Il neuropsichiatra Colombo riflette sulle fatiche di tante famiglie, che non sanno come comportarsi e temono il conflitto

Come Agesc associazione di genitori, ci confrontiamo spesso sull’emergenza educativa che sta mettendo in grave difficoltà, anche relazionale, le famiglie italiane. L’intervento del genitore nei confronti dei ragazzi è sempre più difficile a causa della complessità delle relazioni intergenerazionali. La semplice comunicazione verbale non è più sufficiente o spesso inadeguata. In alcuni casi - rari fortunatamente - specialmente tra gli adolescenti, la risposta ad un divieto ricevuto, sfocia in atti estremi.

Il genitore, come ci racconta Maurizio Colombo neuropsichiatra agli ospedali di Pisa e Mantova, spesse volte, si trova ad essere sommamente spaesato, perché, nel breve volgere di pochi mesi, è costretto a dover stabilire dei rapporti affatto nuovi con un soggetto profondamente cambiato: instabile, volubile, dai comportamenti continuamente mutevoli. L’adolescente è spesse volte irrequieto, insicuro, privo delle certezze prepuberali, ipercritico nei confronti nel mondo degli adulti, che percepisce non più come detentori di un ben maggiore grado di saggezza e di capacità, ma come dittatori non legittimati da una effettiva superiorità morale e intellettiva. Il tutto esasperato, nella nostra civiltà, dall’estremo relativismo che la pervade. Il crollo dei valori tradizionali, il mettere in discussione ogni principio, anche i più basilari, la diversità di vedute anche nell’ambito di gruppi che dovrebbero essere omogenei, favorisce una continua deriva comportamentale. Se il genitore perplesso e disorientato, talvolta anche amareggiato, rinuncia alla propria funzione di educatore e moderatore, obbliga inconsapevolmente il figlio a stringere i tempi ad ammantarsi di una pseudo maturità, ad assumere troppo precocemente atteggiamenti e comportamenti non in sintonia con un processo di crescita ancora in divenire.

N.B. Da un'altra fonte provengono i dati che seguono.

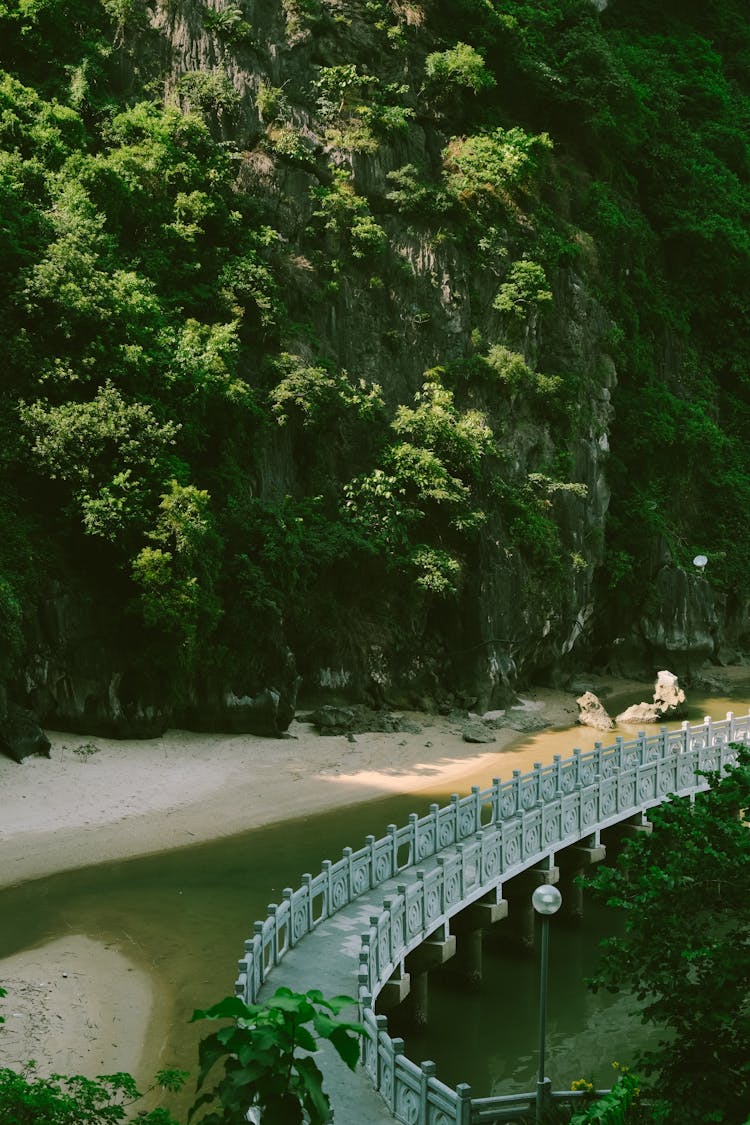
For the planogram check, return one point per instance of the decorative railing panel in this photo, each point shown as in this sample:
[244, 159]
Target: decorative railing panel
[477, 842]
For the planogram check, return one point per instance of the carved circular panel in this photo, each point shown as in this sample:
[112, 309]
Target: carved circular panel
[433, 903]
[552, 829]
[407, 1107]
[445, 835]
[466, 824]
[645, 788]
[339, 896]
[507, 806]
[382, 869]
[491, 863]
[361, 881]
[299, 923]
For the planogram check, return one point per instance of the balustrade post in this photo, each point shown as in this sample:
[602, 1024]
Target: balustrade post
[475, 792]
[707, 731]
[455, 818]
[394, 847]
[370, 840]
[366, 960]
[307, 883]
[516, 791]
[381, 1024]
[287, 893]
[325, 866]
[441, 883]
[460, 851]
[346, 854]
[663, 741]
[434, 812]
[619, 753]
[398, 1050]
[538, 782]
[428, 1070]
[463, 1104]
[414, 830]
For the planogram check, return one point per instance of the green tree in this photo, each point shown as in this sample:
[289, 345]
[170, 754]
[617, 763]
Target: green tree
[27, 1098]
[262, 1065]
[684, 892]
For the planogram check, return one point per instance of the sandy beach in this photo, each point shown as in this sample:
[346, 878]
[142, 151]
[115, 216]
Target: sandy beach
[79, 1006]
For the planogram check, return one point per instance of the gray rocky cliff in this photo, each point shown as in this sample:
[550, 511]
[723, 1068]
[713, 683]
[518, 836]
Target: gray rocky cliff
[530, 603]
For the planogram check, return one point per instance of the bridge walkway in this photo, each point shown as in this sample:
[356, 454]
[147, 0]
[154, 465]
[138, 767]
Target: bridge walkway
[348, 929]
[328, 960]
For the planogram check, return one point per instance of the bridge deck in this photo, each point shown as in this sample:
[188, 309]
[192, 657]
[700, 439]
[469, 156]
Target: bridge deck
[442, 863]
[327, 959]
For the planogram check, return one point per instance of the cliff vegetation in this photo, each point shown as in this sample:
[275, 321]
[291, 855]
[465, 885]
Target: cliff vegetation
[394, 349]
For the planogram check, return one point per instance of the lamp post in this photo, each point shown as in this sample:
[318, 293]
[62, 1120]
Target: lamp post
[547, 900]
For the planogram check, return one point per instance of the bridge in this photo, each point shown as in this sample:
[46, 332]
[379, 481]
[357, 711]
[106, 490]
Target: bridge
[373, 923]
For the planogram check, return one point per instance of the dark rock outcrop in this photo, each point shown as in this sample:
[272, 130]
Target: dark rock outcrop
[20, 735]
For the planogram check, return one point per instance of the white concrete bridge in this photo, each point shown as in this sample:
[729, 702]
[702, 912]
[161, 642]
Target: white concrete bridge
[373, 923]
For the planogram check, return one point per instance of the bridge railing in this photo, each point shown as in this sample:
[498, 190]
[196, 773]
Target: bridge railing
[534, 811]
[629, 777]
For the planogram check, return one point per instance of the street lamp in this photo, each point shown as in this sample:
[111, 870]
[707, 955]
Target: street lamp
[547, 900]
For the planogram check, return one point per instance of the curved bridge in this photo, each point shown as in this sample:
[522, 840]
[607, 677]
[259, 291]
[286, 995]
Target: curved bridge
[351, 928]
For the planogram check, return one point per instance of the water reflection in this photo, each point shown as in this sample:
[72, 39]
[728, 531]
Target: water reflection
[184, 916]
[496, 1051]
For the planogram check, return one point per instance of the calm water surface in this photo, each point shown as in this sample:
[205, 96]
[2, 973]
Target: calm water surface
[184, 916]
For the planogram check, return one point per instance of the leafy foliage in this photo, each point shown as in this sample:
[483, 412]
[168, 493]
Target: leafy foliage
[685, 896]
[620, 1106]
[460, 68]
[259, 1051]
[29, 1099]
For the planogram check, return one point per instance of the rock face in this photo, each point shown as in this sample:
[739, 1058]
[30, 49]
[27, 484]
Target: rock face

Il genitore dovrebbe invece, con pazienza ed amore, riconoscere ed accettare la necessità di favorire, gradualmente, il desiderio di maggiore libertà del figlio guidandone con sapienza il lento distacco psicologico, senza naturalmente abdicare al proprio ruolo di modello e di “contenitore” degli eccessi giovanili. Deve cioè aiutare il figlio a trovare la propria via, correggere senza prevaricare, accettare il fatto che le scelte del giovane possano essere

diverse da quelle immaginate per lui. È inoltre decisivo che l’adolescente, nel mentre viene aiutato nel percorso che lo porta ad assumersi sempre maggiori responsabilità e quindi ad emanciparsi, percepisca la volontà, da parte dei familiari, di essergli vicino, di ascoltarlo e di sostenerlo in un momento critico della sua vita. Ma come ci accorgiamo che il nostro ragazzo è arrivato al limite? Talvolta il ragazzo non riesce ad elaborare convenientemente il garbuglio di tensioni e di conflitti interiori e a canalizzarli in modo adeguato ed è allora che si possono manifestare comportamenti che vanno ben oltre a quella che potremmo definire la fisiologica inquietudine che caratterizza il periodo adolescenziale. In estrema sintesi potremmo classificare nei seguenti modi le razioni abnormi dei ragazzi, reazioni che sono inevitabilmente condizionate in modo massiccio dall’ambiente ed hanno sempre un tratto in comune: l’insuccesso scolastico. Insuccesso che dovrebbe fungere da campanello d’allarme per le famiglie. Il ragazzo può manifestare il suo disadattamento assumendo comportamenti aggressivi, minacciosi, megalomani volti ad ostentare una sicurezza che in cuor suo sa di non poter possedere. La teatralità il continuo bisogno di apparire l’atteggiamento smargiasso la volontà di essere percepiti “grandi” possono facilmente condurre ad oltrepassare le regole della civile convivenza. A volte invece i molteplici problemi di natura familiare e sociale quali possono essere le carenze affettive insufficiente livello culturale dell’ambiente di provenienza le elevatissime aspettative che la famiglia riversa sul ragazzo… possono provocare abulia, indifferenza e condannarlo all’insuccesso. Il ragazzo svilupperà complessi di inferiorità si sentirà inadeguato a confrontarsi con le sfide della vita non si metterà mai in gioco in qualsivoglia campo e rinchiudendosi in se stesso sprofonderà nella depressione che in certi casi può innescare comportamenti autodistruttivi.